QST: Is this expected behavior when pd.read_csv() with na_values arguments? · Issue #59303 · pandas-dev/pandas (original) (raw)
Research
- I have searched the [pandas] tag on StackOverflow for similar questions.
- I have asked my usage related question on StackOverflow.

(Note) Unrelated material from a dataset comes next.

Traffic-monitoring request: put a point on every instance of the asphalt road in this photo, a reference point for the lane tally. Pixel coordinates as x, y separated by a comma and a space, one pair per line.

Link to question on StackOverflow
https://stackoverflow.com/questions/46397526/how-to-use-na-values-option-in-the-pd-read-csv-function
Question about pandas
I have a simple csv file that looks like this:
x,y,z
a,-99,100
b,-99,200
c,-99.0,300
d,-99.0,400
and when I tried a few different na_values, I got different column y back:
import pandas as pd
df1 = pd.read_csv('test.csv', na_values={"y": -99})
print("df1 = \n", df1)
df2 = pd.read_csv('test.csv', na_values={"y": -99.0})
print("\ndf2 = \n", df2)
df3 = pd.read_csv('test.csv', na_values={"y": [-99.0, -99]})
print("\ndf3 = \n", df3)
df4 = pd.read_csv('test.csv', na_values={"y": [-99, -99.0]})
print("\ndf4 = \n", df4)
Results:
df1 =
x y z
0 a NaN 100
1 b NaN 200
2 c NaN 300
3 d NaN 400
df2 =
x y z
0 a -99.0 100
1 b -99.0 200
2 c NaN 300
3 d NaN 400
df3 =
x y z
0 a -99.0 100
1 b -99.0 200
2 c NaN 300
3 d NaN 400
df4 =
x y z
0 a NaN 100
1 b NaN 200
2 c NaN 300
3 d NaN 400
I'm not sure if this is a bug or it is by design, so just throwing out a general question here. Thank you!
Pandas version is 2.2.1, just in case needed.